Startup Quant Fund
Enhancing Stock Price Prediction Accuracy Through Optimized Data Processing and Model Execution
This project aimed to improve the accuracy of stock price movement predictions by leveraging big data analytics and machine learning. Initially, the project faced challenges due to the quality of available data (“dirty data”) which hindered the team’s ability to isolate meaningful signals for effective model training. This case study details our approach to overcoming these challenges and optimizing the prediction process.
Challenge: Data Integrity and Signal Generation
The core challenge revolved around extracting actionable insights from noisy market data. In share trading, signal generation—the process of identifying patterns indicative of future price movements—is crucial. These signals, based on factors like historical prices, volume, and technical indicators, inform buy/sell decisions. However, the presence of irrelevant or erroneous data (“noise”) can lead to inaccurate signals and ultimately, poor trading decisions. Common signal generation techniques include:
- Moving Averages: Calculating average prices over time to identify trends. (Investopedia: Moving Averages)
- Bollinger Bands: Measuring volatility using standard deviations around a moving average. (Investopedia: Bollinger Bands)
- Relative Strength Index (RSI): A momentum indicator comparing recent price gains and losses. (Investopedia: RSI)
Our initial data hampered the effectiveness of these techniques.
Solution: Data Cleaning, Infrastructure Optimization, and Model Enhancement
The project involved a multi-pronged approach:
Data Cleaning: Significant effort was dedicated to cleaning and preprocessing the raw market data, removing inconsistencies and errors to improve signal quality.
Infrastructure Upgrade: The original model backtesting process, running on local machines, took approximately 8 hours. Migrating to Google Cloud Platform (GCP) reduced this to 20 minutes, representing a significant improvement in efficiency. This optimization balanced performance needs with cost-effectiveness, avoiding unnecessarily high-spec virtual machines (VMs).
Model Refinement: The initial R-based models relied heavily on sequential processing (for loops), creating a bottleneck. Refactoring the code to introduce parallelism significantly reduced execution time. This involved leveraging R’s capabilities for parallel computation, drawing inspiration from functional programming paradigms.
Tooling and Integration: A Bloomberg Excel plugin was integrated for data acquisition, requiring troubleshooting and customization to ensure seamless operation. Additionally, a Java/Spring Boot application was developed to support front/middle/back-office functionalities.
Internal Knowledge Sharing and Skill Development:
Beyond technical improvements, the project fostered internal skill development. Team members received coaching and training in various technologies, including:
- GCP: Leveraging cloud resources for computation and data storage.

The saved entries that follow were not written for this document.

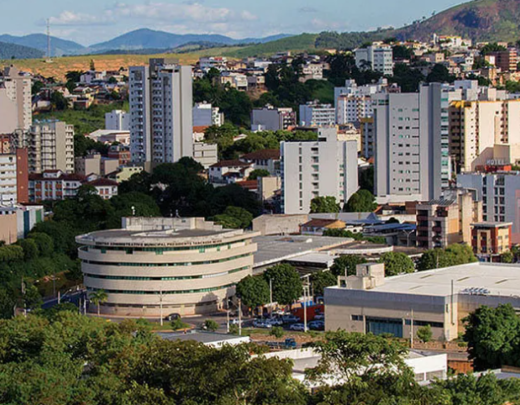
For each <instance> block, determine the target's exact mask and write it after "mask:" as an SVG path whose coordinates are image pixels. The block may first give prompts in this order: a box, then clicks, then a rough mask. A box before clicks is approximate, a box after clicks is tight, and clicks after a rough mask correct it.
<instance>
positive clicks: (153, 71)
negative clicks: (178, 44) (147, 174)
mask: <svg viewBox="0 0 520 405" xmlns="http://www.w3.org/2000/svg"><path fill="white" fill-rule="evenodd" d="M192 82H193V79H192V68H191V66H180V65H178V64H177V62H176V61H174V60H167V59H150V65H149V66H134V67H131V68H130V152H131V155H132V161H133V162H134V163H141V164H145V165H147V166H153V165H157V164H161V163H173V162H176V161H178V160H179V159H181V158H182V157H186V156H188V157H192V155H193V117H192V111H193V110H192V109H193V89H192Z"/></svg>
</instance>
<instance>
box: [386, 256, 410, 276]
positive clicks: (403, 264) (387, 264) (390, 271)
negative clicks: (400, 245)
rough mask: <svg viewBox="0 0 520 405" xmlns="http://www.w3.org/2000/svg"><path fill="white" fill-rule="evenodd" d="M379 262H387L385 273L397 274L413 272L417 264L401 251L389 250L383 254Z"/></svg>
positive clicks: (386, 264)
mask: <svg viewBox="0 0 520 405" xmlns="http://www.w3.org/2000/svg"><path fill="white" fill-rule="evenodd" d="M379 263H384V264H385V275H386V276H387V277H391V276H396V275H398V274H403V273H413V272H414V271H415V266H414V264H413V261H412V259H410V258H409V257H408V256H407V255H406V254H404V253H401V252H387V253H383V255H381V258H380V259H379Z"/></svg>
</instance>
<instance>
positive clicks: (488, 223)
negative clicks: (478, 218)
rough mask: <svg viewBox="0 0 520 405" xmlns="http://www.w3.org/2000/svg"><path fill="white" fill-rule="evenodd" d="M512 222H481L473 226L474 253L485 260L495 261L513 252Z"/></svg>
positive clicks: (473, 252) (474, 224)
mask: <svg viewBox="0 0 520 405" xmlns="http://www.w3.org/2000/svg"><path fill="white" fill-rule="evenodd" d="M512 226H513V224H512V223H511V222H480V223H476V224H472V225H471V234H472V241H471V246H472V247H473V253H475V255H476V256H477V257H478V258H480V259H483V260H486V261H494V259H495V258H496V259H498V260H499V258H500V255H501V254H502V253H505V252H509V251H510V250H511V239H512V238H511V229H512Z"/></svg>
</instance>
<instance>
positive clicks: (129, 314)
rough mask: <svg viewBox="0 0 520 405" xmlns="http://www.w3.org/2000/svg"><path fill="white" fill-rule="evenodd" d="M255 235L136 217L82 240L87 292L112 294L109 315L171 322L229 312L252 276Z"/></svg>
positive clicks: (82, 236) (214, 225) (111, 294)
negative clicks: (231, 305)
mask: <svg viewBox="0 0 520 405" xmlns="http://www.w3.org/2000/svg"><path fill="white" fill-rule="evenodd" d="M255 235H256V234H254V233H252V232H245V231H243V230H227V229H222V227H220V226H217V225H214V224H213V223H211V222H206V221H205V220H204V219H203V218H136V217H132V218H124V219H123V226H122V229H120V230H112V231H101V232H93V233H91V234H87V235H83V236H78V237H77V238H76V240H77V242H78V244H79V245H81V248H80V249H79V257H80V259H81V261H82V265H81V267H82V271H83V275H84V284H85V286H86V288H87V291H88V292H89V293H90V294H92V293H94V292H95V291H99V290H104V291H105V292H107V294H108V300H107V302H106V303H103V304H101V312H102V313H103V314H115V315H122V316H135V317H158V316H162V317H166V316H167V315H168V314H170V313H179V314H181V315H193V314H203V313H211V312H215V311H216V310H217V309H219V308H221V307H222V306H224V305H225V303H226V301H227V299H228V298H230V297H232V296H234V294H235V286H236V284H237V283H238V282H239V281H240V280H242V279H243V278H244V277H246V276H248V275H251V274H252V266H253V254H254V253H255V252H256V244H254V243H253V242H252V237H253V236H255ZM92 310H95V308H92Z"/></svg>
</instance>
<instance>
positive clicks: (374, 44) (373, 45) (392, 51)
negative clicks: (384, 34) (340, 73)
mask: <svg viewBox="0 0 520 405" xmlns="http://www.w3.org/2000/svg"><path fill="white" fill-rule="evenodd" d="M355 53H356V66H357V67H358V68H359V69H361V70H368V69H371V70H373V71H375V72H381V73H383V74H384V75H393V74H394V62H393V51H392V47H391V46H390V45H385V44H382V43H373V44H372V45H370V46H368V47H366V48H359V49H356V51H355Z"/></svg>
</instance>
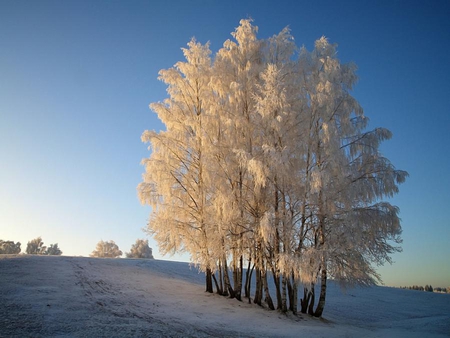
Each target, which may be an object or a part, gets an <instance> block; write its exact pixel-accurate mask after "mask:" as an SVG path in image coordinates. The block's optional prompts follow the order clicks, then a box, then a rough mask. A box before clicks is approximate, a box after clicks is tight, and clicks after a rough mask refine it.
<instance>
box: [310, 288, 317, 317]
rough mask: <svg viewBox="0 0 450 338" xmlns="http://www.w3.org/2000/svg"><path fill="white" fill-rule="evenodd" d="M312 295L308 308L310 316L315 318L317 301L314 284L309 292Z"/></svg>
mask: <svg viewBox="0 0 450 338" xmlns="http://www.w3.org/2000/svg"><path fill="white" fill-rule="evenodd" d="M309 295H310V298H311V299H310V303H309V307H308V314H310V315H311V316H314V301H315V298H316V296H315V292H314V284H311V290H310V292H309Z"/></svg>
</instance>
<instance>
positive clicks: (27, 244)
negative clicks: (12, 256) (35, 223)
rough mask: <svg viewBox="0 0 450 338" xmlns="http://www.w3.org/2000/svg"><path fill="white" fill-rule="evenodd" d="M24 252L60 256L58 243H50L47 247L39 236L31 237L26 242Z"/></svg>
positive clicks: (30, 254) (41, 238) (59, 251)
mask: <svg viewBox="0 0 450 338" xmlns="http://www.w3.org/2000/svg"><path fill="white" fill-rule="evenodd" d="M26 253H27V254H29V255H49V256H60V255H62V251H61V249H60V248H59V247H58V243H55V244H50V246H49V247H48V248H47V247H46V246H45V245H44V242H43V241H42V238H41V237H37V238H35V239H32V240H31V241H29V242H28V243H27V249H26Z"/></svg>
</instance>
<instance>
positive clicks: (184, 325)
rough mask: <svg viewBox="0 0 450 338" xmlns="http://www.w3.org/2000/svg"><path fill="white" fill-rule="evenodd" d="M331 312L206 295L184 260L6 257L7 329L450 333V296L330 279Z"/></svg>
mask: <svg viewBox="0 0 450 338" xmlns="http://www.w3.org/2000/svg"><path fill="white" fill-rule="evenodd" d="M272 296H274V293H272ZM323 316H324V319H316V318H311V317H309V316H307V315H302V316H293V315H292V314H290V315H287V316H285V315H283V314H281V313H279V312H277V311H268V310H266V309H263V308H261V307H259V306H257V305H253V304H251V305H250V304H248V302H247V300H245V301H243V302H238V301H237V300H233V299H227V298H224V297H221V296H218V295H216V294H209V293H205V292H204V275H203V274H199V273H198V272H197V270H196V269H195V268H191V267H190V266H189V264H186V263H177V262H169V261H160V260H139V259H100V258H82V257H52V256H0V337H299V336H302V337H448V336H450V295H446V294H433V293H427V292H420V291H411V290H400V289H394V288H386V287H374V288H364V289H361V288H355V289H348V290H347V291H346V292H345V293H342V291H341V290H340V288H339V287H337V286H336V285H334V284H332V283H330V285H329V291H328V297H327V305H326V307H325V311H324V315H323Z"/></svg>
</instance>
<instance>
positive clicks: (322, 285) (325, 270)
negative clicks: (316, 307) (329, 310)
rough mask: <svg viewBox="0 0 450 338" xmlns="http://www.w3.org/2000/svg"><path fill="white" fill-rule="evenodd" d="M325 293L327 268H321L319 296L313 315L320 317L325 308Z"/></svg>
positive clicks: (325, 288)
mask: <svg viewBox="0 0 450 338" xmlns="http://www.w3.org/2000/svg"><path fill="white" fill-rule="evenodd" d="M326 295H327V269H326V267H323V268H322V275H321V278H320V296H319V302H318V303H317V308H316V311H315V312H314V316H315V317H321V316H322V313H323V309H324V308H325V297H326Z"/></svg>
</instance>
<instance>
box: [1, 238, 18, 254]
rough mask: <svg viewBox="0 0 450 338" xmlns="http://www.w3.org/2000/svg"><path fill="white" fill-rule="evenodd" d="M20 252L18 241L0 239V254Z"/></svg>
mask: <svg viewBox="0 0 450 338" xmlns="http://www.w3.org/2000/svg"><path fill="white" fill-rule="evenodd" d="M18 253H20V242H17V243H14V242H13V241H3V240H0V255H14V254H18Z"/></svg>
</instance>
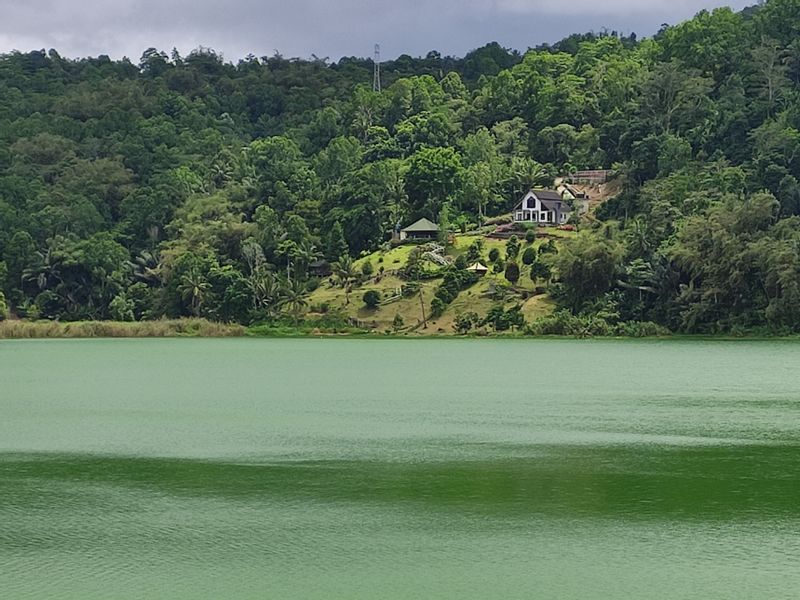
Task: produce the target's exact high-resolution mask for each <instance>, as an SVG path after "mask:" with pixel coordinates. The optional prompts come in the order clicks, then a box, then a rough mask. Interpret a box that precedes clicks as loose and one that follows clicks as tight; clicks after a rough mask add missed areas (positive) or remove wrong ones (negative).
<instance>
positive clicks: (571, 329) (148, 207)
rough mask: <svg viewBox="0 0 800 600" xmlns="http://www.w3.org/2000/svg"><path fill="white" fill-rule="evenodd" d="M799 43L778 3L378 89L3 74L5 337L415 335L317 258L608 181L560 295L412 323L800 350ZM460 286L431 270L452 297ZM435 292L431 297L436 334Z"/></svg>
mask: <svg viewBox="0 0 800 600" xmlns="http://www.w3.org/2000/svg"><path fill="white" fill-rule="evenodd" d="M798 34H800V0H767V1H766V2H763V3H760V4H759V5H758V6H756V7H752V8H750V9H748V10H746V11H743V12H741V13H737V12H735V11H733V10H731V9H728V8H719V9H715V10H713V11H702V12H700V13H698V14H697V15H696V16H695V18H693V19H691V20H689V21H686V22H684V23H680V24H677V25H675V26H668V27H667V26H665V27H664V28H663V29H662V30H661V31H660V32H659V33H658V34H657V35H656V36H654V37H653V38H650V39H637V38H636V37H635V36H619V35H616V34H607V33H602V34H595V33H587V34H576V35H573V36H570V37H569V38H567V39H565V40H563V41H562V42H560V43H557V44H554V45H552V46H539V47H535V48H534V49H531V50H529V51H527V52H525V53H524V54H520V53H518V52H515V51H512V50H507V49H503V48H501V47H500V46H498V45H497V44H488V45H486V46H485V47H483V48H479V49H476V50H475V51H473V52H471V53H469V54H468V55H467V56H465V57H463V58H456V57H442V56H440V55H439V54H438V53H436V52H432V53H430V54H429V55H428V56H426V57H425V58H419V59H414V58H411V57H401V59H398V60H397V61H393V62H390V63H387V64H386V65H384V69H383V72H384V74H385V80H384V82H383V83H384V85H383V88H382V91H373V90H372V86H371V81H372V72H371V67H372V64H371V61H369V60H362V59H353V58H348V59H342V60H340V61H338V62H333V63H332V62H328V61H327V60H320V59H315V60H295V59H291V60H290V59H286V58H284V57H282V56H280V55H277V54H276V55H274V56H266V57H254V56H249V57H247V58H245V59H242V60H240V61H238V62H236V63H232V62H226V61H224V60H222V58H221V57H220V56H219V55H217V54H216V53H215V52H214V51H213V50H210V49H208V48H200V49H198V50H196V51H194V52H192V53H190V54H189V55H188V56H180V55H179V54H178V53H177V52H173V53H172V54H167V53H165V52H162V51H160V50H158V49H154V48H149V49H147V50H146V51H145V52H144V53H143V55H142V56H141V58H140V60H139V61H138V62H136V63H134V62H132V61H129V60H127V59H123V60H118V61H115V60H110V59H109V58H108V57H105V56H100V57H96V58H85V59H79V60H68V59H64V58H63V57H61V56H60V55H59V54H58V52H57V51H56V50H53V49H51V50H47V51H45V50H41V51H33V52H25V53H20V52H13V53H10V54H6V55H2V56H0V290H1V291H0V319H2V318H7V317H9V318H15V319H17V318H21V319H28V320H37V319H44V320H58V321H80V320H118V321H143V320H144V321H150V320H157V319H164V318H180V317H198V318H205V319H208V320H212V321H219V322H225V323H239V324H242V325H247V326H249V325H254V324H262V325H263V326H264V327H266V328H269V327H273V326H274V327H306V328H313V327H314V326H315V325H314V323H320V322H321V319H320V318H318V317H319V314H320V313H318V312H311V313H309V312H308V311H309V310H310V309H311V308H312V305H316V307H317V308H321V306H320V305H322V304H326V303H327V304H328V309H329V312H328V313H326V316H325V318H326V319H327V320H328V321H330V322H334V321H336V322H339V321H348V320H351V319H356V320H360V321H363V322H364V323H366V324H367V325H368V326H370V327H371V326H372V322H373V321H374V322H375V325H376V327H377V329H378V330H385V329H386V328H387V323H389V322H390V321H393V320H394V316H395V315H396V314H400V316H401V318H402V319H403V321H404V323H405V325H404V327H406V328H412V329H413V328H414V327H415V326H416V322H417V320H418V319H419V317H418V316H417V314H416V310H417V309H416V308H415V307H414V305H413V302H412V300H411V299H410V298H406V299H401V300H399V301H397V302H396V303H392V304H389V305H387V306H380V307H379V308H378V309H377V310H375V311H374V312H372V313H368V312H365V311H364V309H363V308H362V307H361V305H362V304H363V303H362V298H361V297H360V296H363V293H364V291H366V290H368V289H369V288H370V286H373V287H374V288H375V289H376V291H380V292H381V294H382V295H383V296H385V295H387V294H390V293H391V292H392V290H393V289H395V288H397V287H399V286H400V284H401V282H400V280H399V279H397V278H396V277H395V276H394V275H387V276H386V277H384V278H383V279H382V280H381V281H379V282H375V281H372V282H371V283H370V282H365V283H364V285H362V286H361V287H359V288H356V289H355V290H354V292H353V294H352V295H351V296H352V297H351V298H350V303H348V302H347V300H346V299H345V302H344V306H342V299H341V297H340V296H341V293H340V292H341V291H342V290H341V289H340V288H338V287H336V285H334V287H331V286H330V284H328V283H327V282H326V281H325V279H324V278H323V279H319V278H318V277H317V276H316V274H315V272H314V269H313V268H311V265H314V264H317V263H319V262H320V261H323V260H324V261H327V263H329V264H333V263H339V264H347V265H350V267H352V264H350V263H351V262H352V261H356V262H357V263H358V261H362V262H363V261H364V260H365V258H364V257H371V258H369V259H368V260H370V261H373V262H374V265H373V266H374V268H375V269H378V268H379V267H378V264H379V260H380V259H381V258H383V263H381V264H382V265H387V261H388V264H390V265H392V266H395V265H397V264H402V263H403V258H400V262H399V263H395V260H397V258H396V257H395V256H394V255H393V254H392V253H387V254H385V255H383V256H381V254H380V253H381V252H384V251H383V250H382V248H385V246H386V244H387V243H388V242H389V240H390V238H391V235H392V232H393V231H395V230H396V229H397V228H398V226H401V227H403V226H406V225H408V224H409V223H413V222H415V221H416V220H417V219H420V218H422V217H424V218H426V219H428V220H431V221H433V222H435V223H439V224H441V225H442V227H443V228H444V229H445V230H447V231H449V232H450V233H451V234H453V235H456V234H458V233H459V232H472V231H475V230H476V229H477V228H478V227H480V226H481V225H482V224H483V223H484V222H501V221H503V216H504V215H508V213H509V211H511V210H512V209H513V207H514V206H515V205H516V204H517V202H518V201H519V200H520V199H521V197H522V196H523V195H524V194H525V193H526V192H527V191H528V190H530V189H532V188H550V187H553V186H555V185H556V178H557V177H559V176H562V175H569V174H573V173H575V172H576V171H583V170H598V169H602V170H613V171H614V173H616V175H617V177H616V178H615V179H613V180H612V181H610V182H609V183H606V184H603V185H602V186H600V187H596V188H591V189H588V190H587V191H588V193H589V202H588V204H589V212H588V216H587V217H586V218H584V219H583V220H581V221H580V222H579V223H578V224H577V225H578V228H579V232H578V233H577V235H575V236H574V237H573V239H569V240H566V239H565V240H562V241H561V242H560V243H559V244H558V252H557V253H551V255H550V256H548V257H547V258H546V261H545V262H546V264H545V262H543V263H542V264H543V265H544V266H546V267H547V270H548V277H546V278H544V279H543V280H542V281H541V282H540V283H539V284H538V285H539V286H540V287H541V288H543V291H544V294H540V295H537V296H536V297H535V299H531V298H526V297H525V296H526V294H527V292H530V291H531V290H526V289H524V286H526V285H530V283H529V279H527V278H526V275H525V274H524V272H525V270H526V267H527V265H524V264H522V263H521V258H520V257H514V258H512V261H511V262H515V263H519V264H518V266H519V267H520V271H521V272H522V276H521V278H520V282H521V283H520V284H519V285H520V286H521V287H520V289H519V290H518V292H519V293H518V294H517V295H516V296H514V297H511V298H509V299H508V302H505V301H503V300H499V299H498V300H493V299H491V298H489V297H487V295H486V292H487V291H488V289H487V287H488V286H489V285H490V284H492V283H497V281H496V280H499V279H501V278H503V276H501V275H500V274H492V275H490V276H489V277H488V278H487V279H486V280H482V281H481V282H480V283H477V284H474V285H470V286H469V287H468V288H467V289H463V290H461V291H460V292H459V293H458V295H457V297H456V298H455V299H452V298H451V297H450V296H452V295H453V294H454V293H455V292H454V291H453V290H449V291H446V292H444V293H441V294H440V300H441V298H444V299H445V300H448V302H445V301H444V300H441V302H442V304H443V305H446V306H444V307H442V306H439V307H438V309H439V310H437V311H434V312H442V309H443V312H442V314H441V316H439V317H437V318H436V320H435V322H433V323H432V324H431V325H430V326H429V327H428V328H427V329H424V330H423V331H434V332H436V331H438V330H440V329H441V330H444V331H449V330H452V329H453V327H452V325H453V320H454V319H455V318H456V316H457V315H458V314H465V313H464V311H466V312H475V313H477V314H478V317H479V318H478V319H477V320H478V321H480V324H479V325H477V328H478V329H480V328H486V327H491V326H492V323H495V324H496V323H497V322H498V321H497V318H496V317H497V315H498V314H500V313H498V311H500V312H502V311H503V310H506V311H509V310H512V309H515V306H516V304H517V303H518V302H519V303H520V306H521V310H522V313H523V316H524V324H520V319H519V316H518V315H517V313H512V314H511V315H510V317H509V318H511V319H512V320H514V322H515V323H517V324H516V325H514V327H515V328H517V329H523V330H527V331H530V332H534V333H535V332H540V331H547V332H551V333H570V332H574V331H579V332H581V334H586V335H603V334H606V333H609V332H610V333H619V332H623V333H625V332H628V331H633V332H640V331H664V330H670V331H674V332H685V333H733V334H737V335H738V334H746V333H765V334H773V333H795V332H798V331H800V251H799V250H798V248H800V51H798V44H797V39H798ZM532 46H535V41H532ZM466 239H467V238H462V237H461V236H459V235H456V237H455V240H456V246H455V248H454V249H453V250H452V253H453V254H458V253H460V252H462V251H463V246H462V244H464V243H465V241H464V240H466ZM537 243H538V242H537ZM394 252H398V253H399V252H402V250H396V251H394ZM454 258H455V257H454ZM358 264H360V263H358ZM487 266H490V267H492V268H493V265H487ZM387 268H388V267H387ZM542 268H544V267H542ZM391 270H394V269H391ZM458 271H459V270H458V269H456V270H452V269H451V272H450V273H449V274H448V272H447V270H444V271H441V272H438V276H440V277H441V278H442V282H444V281H445V280H446V281H448V282H449V284H448V285H449V286H450V287H452V286H453V285H455V283H454V282H457V283H458V285H461V284H463V283H464V282H463V281H462V280H463V277H464V275H463V273H461V274H459V272H458ZM346 279H348V281H350V280H352V281H356V280H357V278H354V277H352V276H348V277H347V278H346ZM406 283H408V282H406ZM501 283H502V282H501ZM337 285H338V284H337ZM348 285H355V284H353V283H352V282H351V283H350V284H348ZM437 285H439V284H437V282H436V280H435V279H425V280H423V281H422V283H421V286H422V305H421V306H420V310H419V312H420V314H421V312H422V307H424V308H425V309H426V310H428V311H430V310H432V309H433V308H434V303H435V300H434V299H433V294H434V290H436V289H437ZM464 285H466V284H464ZM355 296H359V297H355ZM418 300H419V297H417V301H418ZM449 300H452V302H449ZM551 308H552V312H549V311H551ZM340 309H341V310H340ZM546 313H547V314H546ZM539 315H544V317H543V319H542V318H539V319H535V318H534V317H537V316H539ZM548 315H549V316H548ZM323 320H324V319H323ZM415 331H419V330H415Z"/></svg>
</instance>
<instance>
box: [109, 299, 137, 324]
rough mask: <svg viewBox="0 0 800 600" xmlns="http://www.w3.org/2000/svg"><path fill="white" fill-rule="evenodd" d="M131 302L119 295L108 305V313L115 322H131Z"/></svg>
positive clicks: (132, 314) (132, 313) (132, 317)
mask: <svg viewBox="0 0 800 600" xmlns="http://www.w3.org/2000/svg"><path fill="white" fill-rule="evenodd" d="M133 308H134V306H133V302H132V301H131V300H128V298H127V297H126V296H125V294H119V295H118V296H115V297H114V299H113V300H112V301H111V302H110V303H109V305H108V312H109V314H110V315H111V318H112V319H113V320H115V321H133V320H134V316H133Z"/></svg>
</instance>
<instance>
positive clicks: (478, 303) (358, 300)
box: [309, 229, 575, 335]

- Excel/G-Suite: Improving data manipulation and analysis skills.
- Git/Bash: Implementing version control and command-line proficiency.
- R and Java Fundamentals: Enhancing programming skills relevant to the project.
Results and Conclusion:
By addressing data quality issues, optimizing infrastructure, and refining model execution, the project significantly improved the speed and efficiency of stock price prediction. The transition to GCP drastically reduced backtesting time, while code parallelization further enhanced model performance. Furthermore, the project facilitated valuable skill development within the team, strengthening their expertise in relevant technologies. This project demonstrates the importance of data integrity, efficient infrastructure, and continuous learning in achieving accurate and timely financial predictions.